I feel quite confident about the current project structure now and I think that it's unlikely that it will change significantly in the future. Main entry of application is index.jsx. It initializes store, actions, selector and gdb-js instance. actions.js exports a function that accepts stores dispatch method and returns binded to store actions. store.js exports a function that creates store with defined middlewares and reducers. selector.js exports a function that creates memoized selector. Well, initially I was passing bare application state to the upper component and calculating derived data (which I then pass to other components) there. But it was obviously not a good solution since it required too much evaluations on every render. So I decided to optimize it and stumbled upon reselect library that is able to memoize such calculations and highly optimize the application. I couldn't find any best practices on whether selectors should be in one place or we should split them to different modules, so I decided to place them in one file that works like a one way ModelView for application state. So, now I have one smart component which is listening to the store and maps state to data that presentational components can consume easily. In the components folder all components are presentational. It turned out that this approach works pretty good. Maybe for big projects it won't work, but if the project is big, then it should be looking to something other than Redux I guess. However, I noticed that it's relatively easy to write selectors that make uneccessary recalculations. To avoid it I defined a couple of rules that should be followed when writing selectors: keep selectors small; less dependencies is better (e.g. two is perfect); be careful when creating new objects in a selector.
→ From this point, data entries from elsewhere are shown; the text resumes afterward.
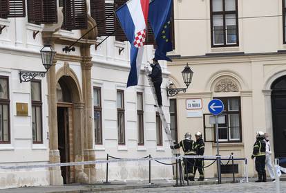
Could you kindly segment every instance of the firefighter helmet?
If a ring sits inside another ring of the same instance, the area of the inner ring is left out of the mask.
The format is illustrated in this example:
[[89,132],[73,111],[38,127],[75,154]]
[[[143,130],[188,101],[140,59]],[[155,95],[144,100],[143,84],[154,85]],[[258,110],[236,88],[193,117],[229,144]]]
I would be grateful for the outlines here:
[[198,132],[196,132],[196,133],[195,136],[196,136],[196,137],[201,138],[201,137],[202,137],[202,133],[201,133],[201,132],[200,132],[200,131],[198,131]]
[[191,139],[191,134],[190,134],[189,132],[187,132],[187,133],[184,134],[184,138],[185,138],[185,139]]
[[259,131],[256,131],[256,138],[264,138],[264,132]]

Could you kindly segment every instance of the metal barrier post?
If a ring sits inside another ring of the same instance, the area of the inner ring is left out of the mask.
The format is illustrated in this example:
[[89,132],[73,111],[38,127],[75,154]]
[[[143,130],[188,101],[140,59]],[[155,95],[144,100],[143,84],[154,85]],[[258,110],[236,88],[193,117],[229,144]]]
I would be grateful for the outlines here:
[[[180,172],[180,185],[181,185],[181,186],[182,186],[182,163],[181,163],[181,159],[180,158],[180,160],[179,160],[179,170],[180,170],[180,172]],[[184,183],[184,181],[182,183]]]
[[[149,154],[149,158],[151,155]],[[151,160],[149,160],[149,184],[151,184]]]
[[232,162],[232,178],[233,183],[236,182],[236,177],[234,176],[234,162],[233,162],[233,153],[231,152],[231,162]]
[[[108,154],[107,154],[106,156],[106,160],[108,160]],[[104,183],[111,183],[110,182],[108,182],[108,163],[106,163],[106,181],[104,182]]]
[[[178,154],[175,154],[178,157]],[[175,159],[175,185],[178,186],[178,158]]]
[[274,168],[275,168],[275,178],[276,178],[276,193],[280,193],[280,176],[277,174],[277,170],[279,169],[279,159],[275,158],[274,160]]
[[247,178],[247,182],[248,183],[248,167],[247,167],[247,158],[245,158],[245,175]]
[[189,176],[188,176],[188,167],[187,166],[187,158],[184,159],[184,170],[187,172],[187,184],[189,185]]
[[220,155],[217,155],[218,157],[216,158],[216,162],[217,162],[217,169],[218,169],[218,184],[222,183],[222,178],[221,178],[221,173],[220,173]]

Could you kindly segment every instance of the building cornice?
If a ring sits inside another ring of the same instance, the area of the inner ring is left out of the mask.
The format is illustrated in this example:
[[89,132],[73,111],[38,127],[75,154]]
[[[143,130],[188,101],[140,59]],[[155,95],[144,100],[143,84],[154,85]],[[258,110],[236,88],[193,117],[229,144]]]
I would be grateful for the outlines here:
[[256,61],[286,60],[286,52],[277,51],[263,53],[211,53],[200,56],[171,56],[173,62],[168,62],[169,66],[189,64],[209,64],[223,63],[241,63]]

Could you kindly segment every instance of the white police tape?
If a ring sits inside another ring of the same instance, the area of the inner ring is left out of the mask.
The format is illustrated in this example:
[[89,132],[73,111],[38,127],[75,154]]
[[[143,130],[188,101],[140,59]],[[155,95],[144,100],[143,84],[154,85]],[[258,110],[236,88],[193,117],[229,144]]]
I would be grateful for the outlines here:
[[70,163],[58,163],[41,165],[14,165],[14,166],[1,166],[0,169],[32,169],[41,167],[54,167],[63,166],[75,166],[82,165],[90,165],[107,163],[117,162],[130,162],[130,161],[144,161],[144,160],[178,160],[180,158],[229,158],[233,156],[179,156],[177,157],[162,157],[162,158],[122,158],[122,159],[110,159],[110,160],[95,160],[91,161],[70,162]]

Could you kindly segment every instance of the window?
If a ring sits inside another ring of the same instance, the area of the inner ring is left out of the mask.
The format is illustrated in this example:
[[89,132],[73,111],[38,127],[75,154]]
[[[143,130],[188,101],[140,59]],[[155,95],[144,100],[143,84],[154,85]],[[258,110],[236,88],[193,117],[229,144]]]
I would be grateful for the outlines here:
[[125,145],[124,93],[117,90],[117,128],[118,144]]
[[178,128],[177,128],[177,102],[175,99],[170,99],[170,130],[173,140],[178,143]]
[[93,88],[93,113],[95,144],[102,144],[102,98],[99,87]]
[[163,139],[162,135],[162,122],[158,112],[156,112],[156,139],[157,145],[163,145]]
[[10,100],[8,77],[0,77],[0,143],[10,143]]
[[220,141],[241,141],[240,98],[221,98],[225,105],[225,124],[218,124]]
[[238,0],[211,0],[211,46],[238,46]]
[[283,15],[283,44],[286,44],[286,0],[282,0]]
[[43,143],[41,81],[31,82],[32,143]]
[[26,6],[24,0],[0,1],[0,17],[25,17]]
[[137,122],[138,127],[138,145],[144,145],[143,93],[137,93]]

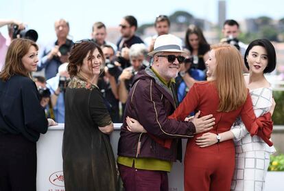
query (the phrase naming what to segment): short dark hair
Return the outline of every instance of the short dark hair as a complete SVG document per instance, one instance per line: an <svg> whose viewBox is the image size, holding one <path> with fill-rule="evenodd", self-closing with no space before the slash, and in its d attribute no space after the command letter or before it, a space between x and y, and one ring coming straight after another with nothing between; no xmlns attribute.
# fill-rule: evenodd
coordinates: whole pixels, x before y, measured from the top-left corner
<svg viewBox="0 0 284 191"><path fill-rule="evenodd" d="M69 58L69 64L68 65L67 70L70 77L77 76L78 68L83 65L84 58L86 56L88 52L92 55L95 49L97 49L99 54L102 55L103 65L104 64L104 57L102 49L93 41L83 41L81 43L75 43L70 52Z"/></svg>
<svg viewBox="0 0 284 191"><path fill-rule="evenodd" d="M135 30L137 29L137 20L132 15L128 15L123 17L123 19L128 23L128 24L132 26L135 27Z"/></svg>
<svg viewBox="0 0 284 191"><path fill-rule="evenodd" d="M239 23L233 19L226 20L225 22L224 22L223 27L226 25L230 25L230 26L237 25L237 27L238 28L239 27Z"/></svg>
<svg viewBox="0 0 284 191"><path fill-rule="evenodd" d="M34 79L35 79L36 81L40 82L43 84L45 84L47 82L45 78L41 76L34 76Z"/></svg>
<svg viewBox="0 0 284 191"><path fill-rule="evenodd" d="M185 32L185 47L187 48L189 50L192 51L193 49L191 45L189 40L189 37L190 34L195 34L198 36L199 39L199 46L203 45L207 45L208 43L205 39L204 36L203 35L202 30L198 27L197 25L190 25Z"/></svg>
<svg viewBox="0 0 284 191"><path fill-rule="evenodd" d="M264 47L268 53L268 63L267 67L263 71L263 73L270 73L274 70L276 64L276 52L275 49L273 45L270 43L270 41L268 39L257 39L251 42L249 45L248 48L246 50L246 53L244 55L244 63L246 67L249 69L248 63L246 59L246 57L248 55L250 49L255 46L261 46Z"/></svg>
<svg viewBox="0 0 284 191"><path fill-rule="evenodd" d="M156 20L155 20L155 23L154 23L154 26L156 27L157 23L158 22L163 22L163 21L166 21L167 23L167 24L169 25L171 25L171 22L169 21L169 17L167 17L167 15L159 15L157 17L156 17Z"/></svg>
<svg viewBox="0 0 284 191"><path fill-rule="evenodd" d="M95 30L95 29L100 29L100 28L106 28L106 25L102 23L102 22L95 22L93 25L93 27L92 30L93 31Z"/></svg>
Luckily, when all selectors are in a single file, these rules are very easy to follow.


I use debug npm package to see logs from both gdb-js and react-gdb. Logging functions for react-gdb I store in the debug.js file. For all of the sources (react-gdb, gdb-js and example application) I use full source-map generation (despite this, builds are still fast). Source maps also work for stacktraces (it's necessary when error is throwed inside the promise). I use ReduxDevTools and also I injected binded to store actions to the global object so that I can use and debug them without creating GUI first. Also I try to document PropTypes very thoroughly. It's a little verbose so that I even decided to put common PropTypes to a /components/common.js file, but I found out that it can really help to catch unobvious bugs.


  • In the code of react-gdb there are a lot of parseInt here and there. It's because of gdb-js not handling conversation of strings to numbers itself. So what I'd like to do is defining what objects gdb-js returns from its methods, documenting it and releasing a new version on npm (I've already fixed a bunch of bugs, so it's time for a new release anyway).
  • I need to create a new multithreaded example in the gdb-examples repo that has multiple files (in order to test the tree view for sources).
  • Besides, I haven't added needed functionality to ace.js yet, so this is what I need to do next.
  • When I get confident that implemented functionality is working well and have almost no bugs, I will split up presentational components, add styles, then I'll write tests, document the code and write documentation.


Seems like I've been too optimistic when I was writing timeline in the project proposal, heh :D I didn't count curveballs and back then I was imagining the project a little bit differently. But I still believe that I can drive the project into a very solid state until GSoC ends.